ALS DRUG DISCOVERY: Preliminary experiments were conducted to test the neuroprotective ability of microneurotrophins (MNTs; small molecule analogs of neurotrophins; a novel class of neuroptotective compounds). While previous studies on MNTs focused on compounds that mimic NGF, research in ALS-on-chip (still under way) focuses towards less-studied microneurotrophins that mimic BDNF, the key neurotrophin for MN. Collaborations were setup with two startup companies in Greece and a non-profit that focuses on ALS drug discovery in order to design experiments that can explain differences in drug effects in human versus mouse models.

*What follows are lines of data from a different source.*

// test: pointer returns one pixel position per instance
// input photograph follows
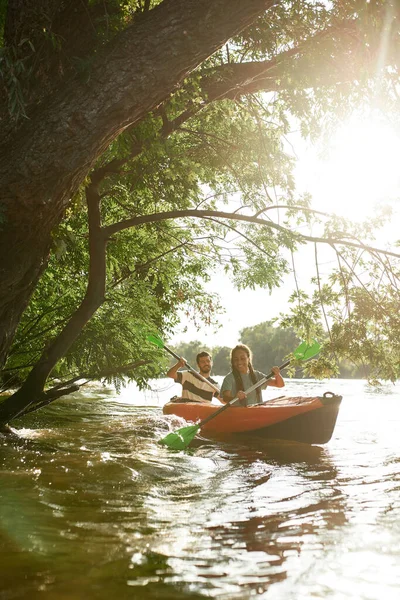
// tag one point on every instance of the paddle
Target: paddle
(155, 339)
(181, 438)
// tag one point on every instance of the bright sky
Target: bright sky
(359, 170)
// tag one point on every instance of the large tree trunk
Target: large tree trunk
(56, 148)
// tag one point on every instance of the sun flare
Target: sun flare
(358, 171)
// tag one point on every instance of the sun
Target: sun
(356, 172)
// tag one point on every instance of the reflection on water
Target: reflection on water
(92, 507)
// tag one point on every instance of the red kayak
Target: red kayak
(302, 419)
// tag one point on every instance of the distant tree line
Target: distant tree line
(270, 345)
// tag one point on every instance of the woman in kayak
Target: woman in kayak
(244, 376)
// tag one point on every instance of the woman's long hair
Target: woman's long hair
(238, 378)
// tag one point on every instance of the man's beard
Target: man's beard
(205, 373)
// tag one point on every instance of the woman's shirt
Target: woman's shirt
(229, 385)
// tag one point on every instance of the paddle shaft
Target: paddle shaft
(191, 369)
(250, 389)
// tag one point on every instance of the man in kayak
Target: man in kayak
(194, 388)
(243, 376)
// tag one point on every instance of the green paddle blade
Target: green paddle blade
(306, 351)
(179, 440)
(155, 339)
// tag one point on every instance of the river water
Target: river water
(93, 508)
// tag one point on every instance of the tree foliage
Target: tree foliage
(149, 150)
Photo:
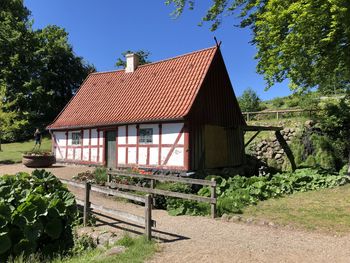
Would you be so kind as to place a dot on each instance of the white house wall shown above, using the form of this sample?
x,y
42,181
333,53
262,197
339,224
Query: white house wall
x,y
89,151
168,149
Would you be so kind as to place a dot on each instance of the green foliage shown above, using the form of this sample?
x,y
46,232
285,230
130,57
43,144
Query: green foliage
x,y
100,175
249,101
238,192
39,72
142,54
305,41
36,213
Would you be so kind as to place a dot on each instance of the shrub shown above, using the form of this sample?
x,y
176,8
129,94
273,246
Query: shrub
x,y
36,215
100,175
237,192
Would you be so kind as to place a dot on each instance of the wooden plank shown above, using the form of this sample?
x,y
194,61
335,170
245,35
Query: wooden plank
x,y
213,195
87,203
108,191
262,128
103,190
165,193
148,217
166,178
120,214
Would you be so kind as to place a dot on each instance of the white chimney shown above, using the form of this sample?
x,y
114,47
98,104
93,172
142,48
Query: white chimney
x,y
132,62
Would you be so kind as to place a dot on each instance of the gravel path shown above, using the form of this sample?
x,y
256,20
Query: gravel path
x,y
201,239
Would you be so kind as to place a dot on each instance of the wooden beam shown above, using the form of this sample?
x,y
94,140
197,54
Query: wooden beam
x,y
251,139
165,193
286,149
262,128
165,178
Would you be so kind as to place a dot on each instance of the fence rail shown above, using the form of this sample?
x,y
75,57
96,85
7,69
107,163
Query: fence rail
x,y
88,205
278,113
163,178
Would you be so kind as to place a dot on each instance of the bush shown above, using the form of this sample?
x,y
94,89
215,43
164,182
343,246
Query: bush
x,y
100,175
237,192
36,215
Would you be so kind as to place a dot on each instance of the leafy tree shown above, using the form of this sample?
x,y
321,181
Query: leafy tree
x,y
39,71
335,122
142,54
305,41
249,101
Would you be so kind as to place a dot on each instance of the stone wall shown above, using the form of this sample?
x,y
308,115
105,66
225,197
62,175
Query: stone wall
x,y
269,150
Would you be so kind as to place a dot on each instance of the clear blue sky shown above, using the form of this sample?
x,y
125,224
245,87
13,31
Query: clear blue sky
x,y
100,31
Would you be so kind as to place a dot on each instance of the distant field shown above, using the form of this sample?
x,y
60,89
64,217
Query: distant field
x,y
326,210
12,152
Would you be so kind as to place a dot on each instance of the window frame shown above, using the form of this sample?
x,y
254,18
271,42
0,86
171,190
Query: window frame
x,y
77,140
145,136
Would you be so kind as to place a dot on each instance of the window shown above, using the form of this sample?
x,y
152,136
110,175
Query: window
x,y
76,137
146,135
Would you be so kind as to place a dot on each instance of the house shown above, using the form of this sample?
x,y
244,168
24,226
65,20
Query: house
x,y
176,114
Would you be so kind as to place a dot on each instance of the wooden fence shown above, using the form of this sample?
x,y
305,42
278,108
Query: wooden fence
x,y
88,205
163,178
278,113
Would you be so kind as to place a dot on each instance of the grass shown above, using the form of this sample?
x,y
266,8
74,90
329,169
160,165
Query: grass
x,y
326,210
12,152
137,251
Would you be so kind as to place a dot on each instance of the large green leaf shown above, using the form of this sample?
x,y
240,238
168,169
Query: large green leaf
x,y
5,242
54,228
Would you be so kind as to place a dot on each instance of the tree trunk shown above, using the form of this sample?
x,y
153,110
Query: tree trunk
x,y
349,164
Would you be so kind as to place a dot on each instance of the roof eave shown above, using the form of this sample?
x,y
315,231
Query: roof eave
x,y
113,124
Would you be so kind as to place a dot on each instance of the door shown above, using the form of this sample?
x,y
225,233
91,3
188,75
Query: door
x,y
111,149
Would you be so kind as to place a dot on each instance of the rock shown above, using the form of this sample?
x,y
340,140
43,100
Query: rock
x,y
250,220
115,251
272,224
104,238
278,156
309,123
236,218
225,217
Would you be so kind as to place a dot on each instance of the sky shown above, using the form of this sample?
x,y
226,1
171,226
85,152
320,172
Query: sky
x,y
100,31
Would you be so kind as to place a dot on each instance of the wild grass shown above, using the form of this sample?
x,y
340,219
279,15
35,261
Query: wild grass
x,y
12,152
326,210
137,251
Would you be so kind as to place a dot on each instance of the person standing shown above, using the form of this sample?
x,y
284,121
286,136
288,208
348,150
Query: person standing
x,y
37,136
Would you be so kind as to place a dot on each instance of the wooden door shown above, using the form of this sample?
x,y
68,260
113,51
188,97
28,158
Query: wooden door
x,y
111,149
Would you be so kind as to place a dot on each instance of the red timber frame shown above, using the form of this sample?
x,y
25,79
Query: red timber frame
x,y
160,145
81,147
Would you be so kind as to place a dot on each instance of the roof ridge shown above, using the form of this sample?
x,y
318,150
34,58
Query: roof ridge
x,y
159,61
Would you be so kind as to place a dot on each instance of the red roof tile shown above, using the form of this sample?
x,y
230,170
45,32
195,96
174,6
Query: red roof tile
x,y
161,90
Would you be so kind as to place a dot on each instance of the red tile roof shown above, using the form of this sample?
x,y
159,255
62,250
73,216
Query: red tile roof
x,y
163,90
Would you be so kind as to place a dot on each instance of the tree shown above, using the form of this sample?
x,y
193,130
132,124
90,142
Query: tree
x,y
142,54
335,123
305,41
249,101
39,71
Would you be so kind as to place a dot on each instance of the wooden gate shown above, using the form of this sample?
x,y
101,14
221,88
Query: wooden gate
x,y
111,149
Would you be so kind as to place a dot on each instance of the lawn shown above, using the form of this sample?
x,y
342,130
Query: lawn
x,y
12,152
326,210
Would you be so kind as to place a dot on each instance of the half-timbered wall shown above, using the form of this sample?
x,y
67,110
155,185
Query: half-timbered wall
x,y
89,150
167,147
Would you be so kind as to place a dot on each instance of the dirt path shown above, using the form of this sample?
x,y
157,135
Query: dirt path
x,y
201,239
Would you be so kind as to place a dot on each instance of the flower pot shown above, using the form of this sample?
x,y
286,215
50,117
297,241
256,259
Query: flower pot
x,y
38,161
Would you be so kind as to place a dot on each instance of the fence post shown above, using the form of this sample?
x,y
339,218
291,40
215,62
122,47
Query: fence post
x,y
152,195
87,203
213,195
148,217
109,179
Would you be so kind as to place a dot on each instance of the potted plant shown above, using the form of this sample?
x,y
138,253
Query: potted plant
x,y
38,159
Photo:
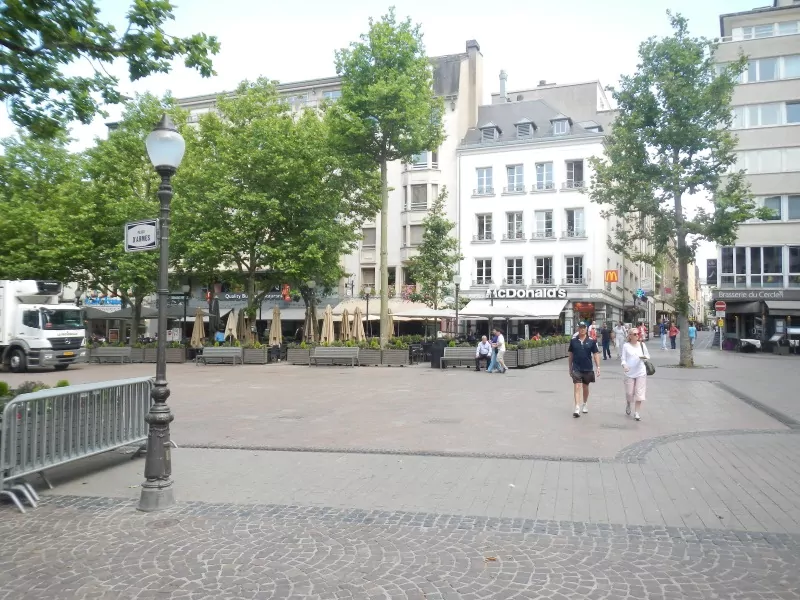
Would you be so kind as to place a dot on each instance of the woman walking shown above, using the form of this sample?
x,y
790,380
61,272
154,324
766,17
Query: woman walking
x,y
633,353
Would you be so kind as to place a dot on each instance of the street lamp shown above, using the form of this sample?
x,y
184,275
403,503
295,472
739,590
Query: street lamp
x,y
165,147
367,292
457,282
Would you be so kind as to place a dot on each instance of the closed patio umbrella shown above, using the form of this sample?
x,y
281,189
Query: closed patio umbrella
x,y
275,336
358,326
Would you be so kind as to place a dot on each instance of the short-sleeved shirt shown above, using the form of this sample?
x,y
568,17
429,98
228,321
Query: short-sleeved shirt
x,y
582,353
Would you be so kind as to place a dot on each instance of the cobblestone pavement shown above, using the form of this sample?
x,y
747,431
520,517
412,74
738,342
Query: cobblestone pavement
x,y
97,548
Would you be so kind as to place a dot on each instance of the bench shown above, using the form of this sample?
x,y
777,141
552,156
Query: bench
x,y
460,356
220,354
333,355
110,354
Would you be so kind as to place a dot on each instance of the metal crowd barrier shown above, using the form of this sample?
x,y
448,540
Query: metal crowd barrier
x,y
53,427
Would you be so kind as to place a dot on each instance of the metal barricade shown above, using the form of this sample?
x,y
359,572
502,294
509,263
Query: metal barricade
x,y
45,429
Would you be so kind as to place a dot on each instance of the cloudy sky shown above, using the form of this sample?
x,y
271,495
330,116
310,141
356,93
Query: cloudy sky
x,y
560,41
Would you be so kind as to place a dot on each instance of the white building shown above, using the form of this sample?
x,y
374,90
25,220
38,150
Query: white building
x,y
525,224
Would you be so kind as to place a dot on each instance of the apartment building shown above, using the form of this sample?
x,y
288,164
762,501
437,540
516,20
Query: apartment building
x,y
759,277
534,244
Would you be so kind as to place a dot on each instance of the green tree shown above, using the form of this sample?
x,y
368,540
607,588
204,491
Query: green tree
x,y
267,199
388,111
121,186
39,39
41,209
436,264
672,140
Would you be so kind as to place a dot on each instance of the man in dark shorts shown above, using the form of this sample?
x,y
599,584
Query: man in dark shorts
x,y
582,350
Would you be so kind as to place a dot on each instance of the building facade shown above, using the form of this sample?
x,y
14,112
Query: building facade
x,y
759,277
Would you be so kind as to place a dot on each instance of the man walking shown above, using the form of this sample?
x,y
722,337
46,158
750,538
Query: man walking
x,y
582,350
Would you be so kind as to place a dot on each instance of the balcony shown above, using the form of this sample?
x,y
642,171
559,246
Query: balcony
x,y
514,236
573,185
545,234
483,238
517,188
543,186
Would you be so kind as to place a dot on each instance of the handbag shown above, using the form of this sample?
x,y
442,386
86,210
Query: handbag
x,y
649,367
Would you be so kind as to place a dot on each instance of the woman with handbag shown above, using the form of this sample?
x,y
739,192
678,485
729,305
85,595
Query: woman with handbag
x,y
637,366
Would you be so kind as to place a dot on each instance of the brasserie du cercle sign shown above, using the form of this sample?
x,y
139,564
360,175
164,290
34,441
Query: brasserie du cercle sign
x,y
535,293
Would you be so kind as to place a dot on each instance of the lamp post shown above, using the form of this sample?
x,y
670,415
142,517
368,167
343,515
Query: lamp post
x,y
457,282
367,293
165,147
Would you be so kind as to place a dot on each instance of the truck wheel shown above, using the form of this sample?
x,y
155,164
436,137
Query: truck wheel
x,y
17,361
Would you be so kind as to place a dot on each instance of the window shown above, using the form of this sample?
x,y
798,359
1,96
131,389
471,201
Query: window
x,y
514,271
575,223
483,271
544,224
544,176
514,227
574,270
544,270
515,178
484,228
574,174
368,236
484,181
419,197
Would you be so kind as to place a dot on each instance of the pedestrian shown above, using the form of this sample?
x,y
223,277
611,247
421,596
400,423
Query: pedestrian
x,y
673,334
633,354
483,353
582,350
620,335
605,338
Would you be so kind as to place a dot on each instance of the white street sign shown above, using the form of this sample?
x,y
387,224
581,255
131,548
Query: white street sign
x,y
141,235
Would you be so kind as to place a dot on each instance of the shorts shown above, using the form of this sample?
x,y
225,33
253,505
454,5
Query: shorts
x,y
584,377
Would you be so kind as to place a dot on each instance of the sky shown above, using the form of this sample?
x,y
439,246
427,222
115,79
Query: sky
x,y
559,41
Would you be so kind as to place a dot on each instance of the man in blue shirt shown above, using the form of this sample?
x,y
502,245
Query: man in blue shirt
x,y
582,350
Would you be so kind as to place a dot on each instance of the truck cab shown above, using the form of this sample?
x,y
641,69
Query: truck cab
x,y
36,329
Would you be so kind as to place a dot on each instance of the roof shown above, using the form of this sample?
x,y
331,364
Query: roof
x,y
506,116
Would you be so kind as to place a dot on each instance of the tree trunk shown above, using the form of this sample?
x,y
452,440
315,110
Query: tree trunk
x,y
682,298
384,254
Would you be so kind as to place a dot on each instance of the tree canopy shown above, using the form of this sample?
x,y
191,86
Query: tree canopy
x,y
41,39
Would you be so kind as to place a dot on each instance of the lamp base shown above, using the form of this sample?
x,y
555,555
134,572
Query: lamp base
x,y
156,496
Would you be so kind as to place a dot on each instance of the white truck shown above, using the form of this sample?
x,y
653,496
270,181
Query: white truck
x,y
37,329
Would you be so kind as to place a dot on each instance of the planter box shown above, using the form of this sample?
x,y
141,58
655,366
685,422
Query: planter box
x,y
256,356
369,357
393,357
298,356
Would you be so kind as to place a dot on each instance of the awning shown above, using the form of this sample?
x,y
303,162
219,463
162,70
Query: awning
x,y
784,308
550,309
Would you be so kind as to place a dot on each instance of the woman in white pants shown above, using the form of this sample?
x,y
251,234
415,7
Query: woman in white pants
x,y
633,352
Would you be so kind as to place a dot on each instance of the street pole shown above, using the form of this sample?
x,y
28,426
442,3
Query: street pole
x,y
165,147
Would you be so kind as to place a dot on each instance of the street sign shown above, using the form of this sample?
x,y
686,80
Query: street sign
x,y
141,235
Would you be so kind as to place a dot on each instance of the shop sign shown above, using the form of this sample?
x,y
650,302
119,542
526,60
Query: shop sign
x,y
535,293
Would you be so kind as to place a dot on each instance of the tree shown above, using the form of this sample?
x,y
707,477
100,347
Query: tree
x,y
435,265
388,111
40,38
266,198
672,140
42,209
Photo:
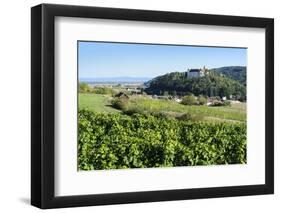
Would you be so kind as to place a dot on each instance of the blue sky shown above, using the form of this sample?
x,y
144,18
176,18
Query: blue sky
x,y
105,59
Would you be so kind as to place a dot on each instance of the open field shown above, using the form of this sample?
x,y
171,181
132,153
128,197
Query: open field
x,y
96,103
141,104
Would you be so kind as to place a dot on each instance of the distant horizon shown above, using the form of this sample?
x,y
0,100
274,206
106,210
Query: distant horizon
x,y
129,60
140,77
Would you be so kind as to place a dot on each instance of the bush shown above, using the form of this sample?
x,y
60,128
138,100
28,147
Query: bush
x,y
120,103
189,100
84,87
115,141
221,103
202,100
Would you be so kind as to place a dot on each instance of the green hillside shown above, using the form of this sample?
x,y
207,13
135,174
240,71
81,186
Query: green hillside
x,y
212,84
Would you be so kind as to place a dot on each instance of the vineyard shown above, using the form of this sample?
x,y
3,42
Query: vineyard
x,y
118,141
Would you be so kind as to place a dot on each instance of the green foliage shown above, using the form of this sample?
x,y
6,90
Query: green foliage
x,y
212,84
189,100
171,109
202,100
84,87
103,91
237,73
115,141
96,103
120,103
221,103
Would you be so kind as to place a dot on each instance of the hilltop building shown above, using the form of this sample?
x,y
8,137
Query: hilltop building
x,y
191,73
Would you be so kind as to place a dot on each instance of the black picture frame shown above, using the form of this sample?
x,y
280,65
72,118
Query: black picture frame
x,y
43,102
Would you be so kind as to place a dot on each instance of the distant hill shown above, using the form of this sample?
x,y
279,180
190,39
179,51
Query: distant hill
x,y
237,73
213,84
121,79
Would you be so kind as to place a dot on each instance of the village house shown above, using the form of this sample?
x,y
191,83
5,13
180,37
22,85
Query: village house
x,y
195,73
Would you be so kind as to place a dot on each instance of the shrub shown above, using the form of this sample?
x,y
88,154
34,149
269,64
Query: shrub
x,y
120,103
189,100
202,100
84,87
221,103
115,141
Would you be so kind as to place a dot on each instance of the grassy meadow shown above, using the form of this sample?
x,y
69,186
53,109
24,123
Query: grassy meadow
x,y
101,103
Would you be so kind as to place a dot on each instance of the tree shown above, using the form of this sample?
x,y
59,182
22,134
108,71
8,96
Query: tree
x,y
84,87
202,100
189,100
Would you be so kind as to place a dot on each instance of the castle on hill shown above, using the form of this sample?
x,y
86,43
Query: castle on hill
x,y
191,73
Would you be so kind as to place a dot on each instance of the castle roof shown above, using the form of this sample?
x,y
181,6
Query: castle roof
x,y
194,70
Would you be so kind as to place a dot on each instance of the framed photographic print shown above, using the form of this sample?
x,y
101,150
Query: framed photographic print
x,y
139,106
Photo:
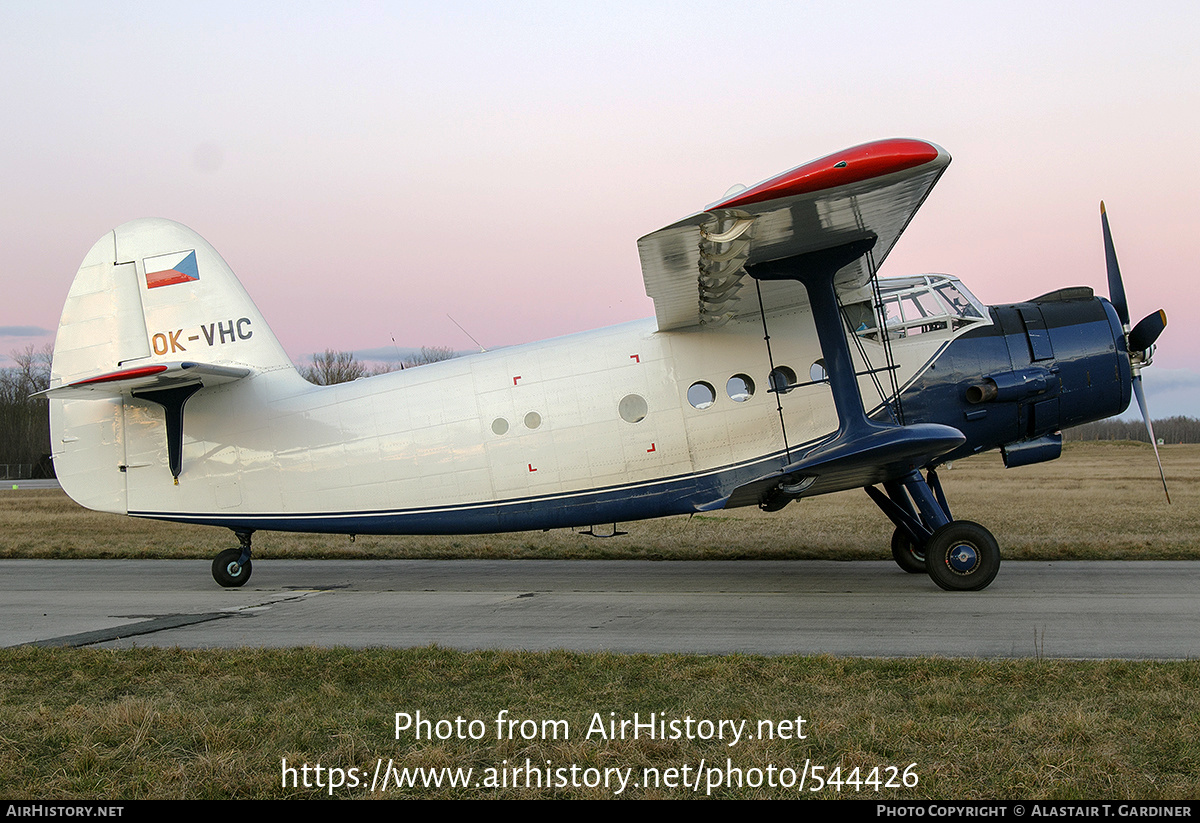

NEW RESEACH DIRECTIONS: Based on the technology developed, several novel collaborations were established. Examples include, but are not limited to: Neuroprotection by MNTs, drug delivery via biomaterials, laser microfabrication, systems neuroscience, scaffold vascularization, stem cell differentiation, cell printing, in vitro models of Alzheimer’s disease, mechanical testing of porous scaffolds.

TECHNOLOGY COMMERCIALIZATION: Based on the technology developed, a team of scientists and engineers has been formed in order to set up a spinoff company that will provide novel in vitro models to address challenges in modern drug discovery. The team aspires to make real-world impact for patients that suffer from ALS (or other neurodegenerative diseases) by enhancing preclinical drug discovery, identify better candidate drugs and provide guidance to future clinical trials.